Melalui strategi ini, AMD berharap dapat meminimalkan dampak fluktuasi harga komponen terhadap produk akhir mereka. Dengan jaminan pasokan yang aman, AMD memiliki posisi tawar yang lebih kuat dalam menentukan harga pasar.

Tantangan Besar di Tengah Kelangkaan Memori

McAfee mengakui bahwa kondisi pasar saat ini sangat sulit diprediksi arahnya ke depan. Jika harga memori terus merangkak naik, produsen akan kesulitan menciptakan kartu grafis berperforma tinggi dengan harga yang kompetitif.
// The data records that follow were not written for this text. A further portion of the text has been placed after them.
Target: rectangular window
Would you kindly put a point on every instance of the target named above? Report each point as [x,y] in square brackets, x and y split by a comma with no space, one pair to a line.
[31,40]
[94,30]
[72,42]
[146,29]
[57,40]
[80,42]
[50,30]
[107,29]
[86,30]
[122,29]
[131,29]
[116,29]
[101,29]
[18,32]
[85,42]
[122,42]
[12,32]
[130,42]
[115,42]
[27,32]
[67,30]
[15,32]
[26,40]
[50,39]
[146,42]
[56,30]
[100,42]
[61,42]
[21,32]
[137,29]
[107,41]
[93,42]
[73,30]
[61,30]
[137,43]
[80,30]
Tanpa adanya pasokan memori dengan harga yang wajar, skema penetapan harga yang telah direncanakan bisa berubah sewaktu-waktu. Hal ini tentu menjadi tantangan berat bagi AMD dalam mempertahankan strategi bisnis mereka.

Berikut adalah ringkasan pernyataan resmi dari pihak manajemen AMD:

Poin Utama Keterangan Strategi
Kemitraan DRAM Kerja sama strategis bertahun-tahun untuk mengamankan pasokan komponen utama.
Efisiensi Biaya Memastikan pembelian memori sesuai dengan kebutuhan ekonomi bisnis GPU.
Kolaborasi AIC Menjaga koordinasi dengan mitra pabrikan agar harga tetap sesuai rekomendasi (MSRP).
Target Jangka Panjang Fokus mempertahankan stabilitas harga setidaknya hingga memasuki tahun 2026.

Informasi di atas menunjukkan komitmen AMD dalam menghadapi ketidakpastian industri yang disebabkan oleh lonjakan harga komponen. Melalui tabel tersebut, terlihat jelas bahwa AMD berusaha mengontrol rantai pasok dari hulu ke hilir.

Peringatan dari Mitra Manufaktur

Pihak PowerColor, yang merupakan salah satu mitra utama AMD, memberikan pandangan yang cukup menarik mengenai situasi ini. Melalui pernyataan di media sosial, mereka memberikan sinyal waspada bagi para calon pembeli.

Mereka menyarankan konsumen untuk segera membeli kartu grafis sebelum memasuki akhir tahun 2025. Hal ini mengacu pada prediksi bahwa harga perangkat keras kemungkinan besar akan mengalami kenaikan signifikan saat memasuki tahun baru nanti.

Kami memiliki kemitraan yang sangat strategis selama bertahun-tahun dengan semua produsen DRAM untuk memastikan bahwa jumlah pasokan yang kami butuhkan sesuai dengan kemampuan kami dalam mendukung bisnis GPU kami.

Kutipan dari David McAfee tersebut menegaskan bahwa AMD tidak tinggal diam dalam menghadapi situasi krisis ini. Meski pasar sedang bergejolak, koordinasi dengan produsen memori menjadi kunci utama dalam menjaga ketersediaan barang di tangan pengguna.